Jordi Nofre, who is currently participating in a process of regeneration for the port of Lisbon, expands us in videoconference some of these concepts. In a telephone interview we asked him to identify these elites. “Barcelona is just entertainment and fun. There is no industry anymore. The entrepreneurs are the ones who decide the model, not of tourism, but even of city”, states bluntly.
But this model can be combated with political will, in the opinion of the sociologist. “Why does the City Council keep using public money to promote Barcelona as a tourist destination, while forgetting the underground cultural circuits and youth music scenes that would allow the smallest establishments to survive?”.
“If the use at night of public spaces is inseparable from our culture, then tell us so.” Jordi Nofre envisages the use of university credit programmes to educate students on the use of nightlife and public spaces, risk management and respect for residents and urban landscapes…
“The absence of nightlife projects in Barcelona makes it very segregated on a social level”, he continues. “Latin nights are found in one place, the jazz scene in another, the Chinese in another, North African lads board the train to Mataró. The night scene is a space-time continuum which is absolutely there for discovery in terms of social integration. My question is this: if we see that nightlife is profitable at the same time as being an opportunity for social integration, then why doesn’t the City Council open nightclubs that offer different programming?”
The invention of the night mayor
The saxophonist of the Pol Omedes Special 4tet, Lluc Casares, often returns to Barcelona from Amsterdam to play in bars like Robadors 23 or Jamboree. Although he picked his destiny as a means of pivoting towards the United States – the local conservatoire offers an exchange programme – it seems that the Netherlands capital has seduced him enough to become his home.
He explains that “there are more bars that offer live music (small venues, bars) in Amsterdam, while official establishments (auditoriums, concert halls) benefit from a more regular crowd. Cultural consumption is higher”. Unlike Barcelona, the Dutch city has spent years thinking about its nightlife scene: nightlife has been planned and is understood as the space for socialising and for the inclusive civic cultural expression to which Nofre was referring.
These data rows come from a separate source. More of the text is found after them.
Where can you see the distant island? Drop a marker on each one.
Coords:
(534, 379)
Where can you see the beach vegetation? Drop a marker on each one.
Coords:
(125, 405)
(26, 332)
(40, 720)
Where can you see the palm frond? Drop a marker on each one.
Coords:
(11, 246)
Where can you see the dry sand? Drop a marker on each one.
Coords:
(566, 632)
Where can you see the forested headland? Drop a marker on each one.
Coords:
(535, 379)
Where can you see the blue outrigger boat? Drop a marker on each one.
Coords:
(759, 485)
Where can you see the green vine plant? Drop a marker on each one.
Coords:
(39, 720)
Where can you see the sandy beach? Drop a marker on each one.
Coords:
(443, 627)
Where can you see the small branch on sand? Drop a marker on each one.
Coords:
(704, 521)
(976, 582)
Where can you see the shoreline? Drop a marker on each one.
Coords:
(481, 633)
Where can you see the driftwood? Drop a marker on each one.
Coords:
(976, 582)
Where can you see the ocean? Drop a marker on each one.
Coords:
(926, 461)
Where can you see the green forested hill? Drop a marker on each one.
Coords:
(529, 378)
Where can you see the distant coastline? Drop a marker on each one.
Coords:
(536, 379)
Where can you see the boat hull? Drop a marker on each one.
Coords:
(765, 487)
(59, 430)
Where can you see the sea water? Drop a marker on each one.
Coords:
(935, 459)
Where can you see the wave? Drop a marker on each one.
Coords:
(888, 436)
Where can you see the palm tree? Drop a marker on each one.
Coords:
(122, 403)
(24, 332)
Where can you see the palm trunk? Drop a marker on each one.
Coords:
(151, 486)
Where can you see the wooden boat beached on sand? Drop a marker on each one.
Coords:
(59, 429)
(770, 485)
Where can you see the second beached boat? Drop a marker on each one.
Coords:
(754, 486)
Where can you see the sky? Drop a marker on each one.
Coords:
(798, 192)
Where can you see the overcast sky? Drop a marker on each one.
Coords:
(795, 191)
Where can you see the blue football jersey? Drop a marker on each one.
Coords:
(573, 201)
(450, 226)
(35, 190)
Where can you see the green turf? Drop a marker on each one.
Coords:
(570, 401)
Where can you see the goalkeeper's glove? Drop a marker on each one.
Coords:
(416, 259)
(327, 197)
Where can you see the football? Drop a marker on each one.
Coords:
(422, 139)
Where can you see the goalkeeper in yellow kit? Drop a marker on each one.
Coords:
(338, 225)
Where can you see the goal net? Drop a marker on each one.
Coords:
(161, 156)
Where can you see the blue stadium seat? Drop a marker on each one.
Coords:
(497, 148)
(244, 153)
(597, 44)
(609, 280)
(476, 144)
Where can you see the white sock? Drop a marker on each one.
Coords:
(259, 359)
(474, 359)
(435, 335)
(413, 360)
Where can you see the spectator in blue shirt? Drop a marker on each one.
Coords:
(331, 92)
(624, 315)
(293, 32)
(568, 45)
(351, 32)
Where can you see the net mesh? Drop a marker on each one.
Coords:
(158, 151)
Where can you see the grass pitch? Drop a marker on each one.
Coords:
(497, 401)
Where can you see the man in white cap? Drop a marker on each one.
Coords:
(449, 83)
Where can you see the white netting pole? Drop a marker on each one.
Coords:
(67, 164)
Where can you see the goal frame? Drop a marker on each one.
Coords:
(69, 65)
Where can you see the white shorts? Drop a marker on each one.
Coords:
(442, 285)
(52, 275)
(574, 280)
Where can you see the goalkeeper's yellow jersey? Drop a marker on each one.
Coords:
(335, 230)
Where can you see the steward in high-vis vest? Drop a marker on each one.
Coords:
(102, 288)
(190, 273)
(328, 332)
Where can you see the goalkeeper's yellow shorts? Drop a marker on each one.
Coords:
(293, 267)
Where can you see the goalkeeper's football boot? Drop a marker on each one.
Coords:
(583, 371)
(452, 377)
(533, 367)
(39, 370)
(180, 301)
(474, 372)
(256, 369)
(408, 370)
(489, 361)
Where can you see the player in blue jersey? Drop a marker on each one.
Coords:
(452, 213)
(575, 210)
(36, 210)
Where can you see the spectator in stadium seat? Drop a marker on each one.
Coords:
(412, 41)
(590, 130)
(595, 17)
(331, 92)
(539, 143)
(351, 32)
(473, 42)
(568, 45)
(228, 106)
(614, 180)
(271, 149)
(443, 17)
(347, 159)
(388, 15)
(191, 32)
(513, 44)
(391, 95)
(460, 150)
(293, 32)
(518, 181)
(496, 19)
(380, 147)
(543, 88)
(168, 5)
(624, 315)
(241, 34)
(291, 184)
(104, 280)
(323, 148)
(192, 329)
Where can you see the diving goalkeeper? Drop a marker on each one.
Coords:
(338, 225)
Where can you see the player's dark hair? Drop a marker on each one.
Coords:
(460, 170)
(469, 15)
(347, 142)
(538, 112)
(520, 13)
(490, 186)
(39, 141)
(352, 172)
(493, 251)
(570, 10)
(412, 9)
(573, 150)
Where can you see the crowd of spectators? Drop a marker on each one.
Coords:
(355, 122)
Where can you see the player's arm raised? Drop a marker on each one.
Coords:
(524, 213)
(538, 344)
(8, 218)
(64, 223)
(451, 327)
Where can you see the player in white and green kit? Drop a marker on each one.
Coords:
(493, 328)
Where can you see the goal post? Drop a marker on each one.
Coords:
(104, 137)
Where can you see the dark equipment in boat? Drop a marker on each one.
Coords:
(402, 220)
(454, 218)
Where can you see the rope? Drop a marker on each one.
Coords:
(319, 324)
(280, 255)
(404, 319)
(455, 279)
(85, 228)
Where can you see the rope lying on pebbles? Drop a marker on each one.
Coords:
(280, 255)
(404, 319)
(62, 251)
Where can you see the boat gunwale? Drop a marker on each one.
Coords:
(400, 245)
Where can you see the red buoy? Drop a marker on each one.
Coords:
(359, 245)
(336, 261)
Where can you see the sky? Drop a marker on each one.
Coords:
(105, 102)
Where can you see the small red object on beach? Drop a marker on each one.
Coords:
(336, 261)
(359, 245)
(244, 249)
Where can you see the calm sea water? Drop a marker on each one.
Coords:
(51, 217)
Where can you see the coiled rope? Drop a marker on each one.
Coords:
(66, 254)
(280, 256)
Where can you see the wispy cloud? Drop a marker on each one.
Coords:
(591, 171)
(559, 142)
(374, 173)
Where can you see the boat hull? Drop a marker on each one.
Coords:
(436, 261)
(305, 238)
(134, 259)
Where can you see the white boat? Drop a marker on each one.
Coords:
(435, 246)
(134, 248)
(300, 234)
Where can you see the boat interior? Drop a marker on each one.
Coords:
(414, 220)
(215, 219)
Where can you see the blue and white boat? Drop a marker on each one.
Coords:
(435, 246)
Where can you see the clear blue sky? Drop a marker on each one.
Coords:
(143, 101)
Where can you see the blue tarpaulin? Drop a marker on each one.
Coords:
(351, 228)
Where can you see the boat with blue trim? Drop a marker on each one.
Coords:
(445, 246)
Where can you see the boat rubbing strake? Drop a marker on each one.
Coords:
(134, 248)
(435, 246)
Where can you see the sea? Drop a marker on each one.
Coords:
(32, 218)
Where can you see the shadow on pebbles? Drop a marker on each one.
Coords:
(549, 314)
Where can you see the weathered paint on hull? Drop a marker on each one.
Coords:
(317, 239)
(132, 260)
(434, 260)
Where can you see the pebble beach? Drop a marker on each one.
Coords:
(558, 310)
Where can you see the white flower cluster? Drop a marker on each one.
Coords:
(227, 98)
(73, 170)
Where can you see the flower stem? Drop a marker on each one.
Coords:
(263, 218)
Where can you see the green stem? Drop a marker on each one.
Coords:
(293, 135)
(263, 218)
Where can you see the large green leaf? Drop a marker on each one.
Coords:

One of the pioneering measures brought about by this night-time model in Amsterdam is the concept of the Night mayor, a mediator responsible for managing and improving relations between business owners, residents and the City Council. One of the first proposals by the current night mayor in Amsterdam, Mirik Milan, has been to increase the opening times of venues in the Red Light district, which will now be open 24 hours a day, and to schedule shows, talks and live music during the day. The model has been so successful that it is already being replicated in cities like Paris, Zurich and Toulouse.
Casares is not pessimistic about the future of those who make a living by performing live in small venues. If the music is good, the scene will be saved and people will be able to live off it, he believes. “If we look after music, then music will look after us.”